So whether it's really 216,000 children abused, or even just 1% of that, I think this is catastrophic. Unless these numbers are inflated by a factor of 100,000, I'll stick to my opinion.

I don't disagree with you - the church has major problems some of which still need correction. But there is a clear media bias in the US - compare the American articles to a much more details one in French (Google Translate works well) https://www.lefigaro.fr/actualite-france/les-cinq-chiffres-c...
Reforms? What about completely shutting the whole thing down. What other institution out there would be able to be responsible for such an unbelievable level of abuse and not get prosecuted/sued into oblivion?
Should we also shut down schools, scouting programs, day cares, adoption, camping, etc? All of these have had almost exactly the same size and scope of scandal.
Really? Which camps or day cares have sexually abused hundreds of thousands of kids?
No. It's an insult to the victims to attempt statistical whataboutery.
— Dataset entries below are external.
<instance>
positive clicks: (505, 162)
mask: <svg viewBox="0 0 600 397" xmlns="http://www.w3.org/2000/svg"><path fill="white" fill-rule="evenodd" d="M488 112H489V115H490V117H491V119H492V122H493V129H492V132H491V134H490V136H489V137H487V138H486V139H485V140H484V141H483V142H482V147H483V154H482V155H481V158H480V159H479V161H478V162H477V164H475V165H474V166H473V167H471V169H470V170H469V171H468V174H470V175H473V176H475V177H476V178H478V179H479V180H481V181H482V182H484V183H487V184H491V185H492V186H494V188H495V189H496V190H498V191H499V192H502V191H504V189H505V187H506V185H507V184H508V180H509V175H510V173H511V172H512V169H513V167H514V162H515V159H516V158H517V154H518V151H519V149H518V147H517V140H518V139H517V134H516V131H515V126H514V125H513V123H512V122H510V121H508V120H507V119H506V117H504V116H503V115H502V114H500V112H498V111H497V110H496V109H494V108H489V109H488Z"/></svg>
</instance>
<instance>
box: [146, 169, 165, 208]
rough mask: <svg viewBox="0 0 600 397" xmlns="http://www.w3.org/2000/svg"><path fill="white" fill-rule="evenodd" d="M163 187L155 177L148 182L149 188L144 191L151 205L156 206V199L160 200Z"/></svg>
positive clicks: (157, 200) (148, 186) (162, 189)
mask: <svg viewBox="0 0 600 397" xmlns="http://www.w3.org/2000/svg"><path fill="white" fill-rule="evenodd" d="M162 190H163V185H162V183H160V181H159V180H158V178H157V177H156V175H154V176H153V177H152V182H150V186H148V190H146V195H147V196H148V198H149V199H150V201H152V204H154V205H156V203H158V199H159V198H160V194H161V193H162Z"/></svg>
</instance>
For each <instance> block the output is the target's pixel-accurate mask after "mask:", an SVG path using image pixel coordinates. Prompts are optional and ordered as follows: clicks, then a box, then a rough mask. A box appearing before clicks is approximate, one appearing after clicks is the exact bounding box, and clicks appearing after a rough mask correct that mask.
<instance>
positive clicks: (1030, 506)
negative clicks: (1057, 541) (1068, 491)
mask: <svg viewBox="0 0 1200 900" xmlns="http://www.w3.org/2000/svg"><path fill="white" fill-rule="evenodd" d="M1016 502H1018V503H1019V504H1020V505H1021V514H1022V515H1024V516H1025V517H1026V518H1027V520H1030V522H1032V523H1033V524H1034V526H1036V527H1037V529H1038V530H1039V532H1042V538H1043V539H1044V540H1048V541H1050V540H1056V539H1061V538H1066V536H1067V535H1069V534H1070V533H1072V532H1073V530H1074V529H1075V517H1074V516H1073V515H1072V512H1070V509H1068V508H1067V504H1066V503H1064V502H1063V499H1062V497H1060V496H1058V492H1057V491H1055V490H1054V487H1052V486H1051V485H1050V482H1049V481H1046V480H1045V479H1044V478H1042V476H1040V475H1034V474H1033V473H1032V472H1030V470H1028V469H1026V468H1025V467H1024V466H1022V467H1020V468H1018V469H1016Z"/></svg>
The record is clear and damning. A decimal point or two on the percentages doesn't change the facts.

Even one story like this is one story too many. And the number of stories like these is much greater than one.

https://www.irishtimes.com/life-and-style/people/school-of-s...

This isn't "statistical whataboutery", it is basic ethical reporting. The French media got it mostly right; The US media got it mostly wrong.

We must have a zero tolerance policy for abuse, but bad reporting and bad extrapolation serve no one.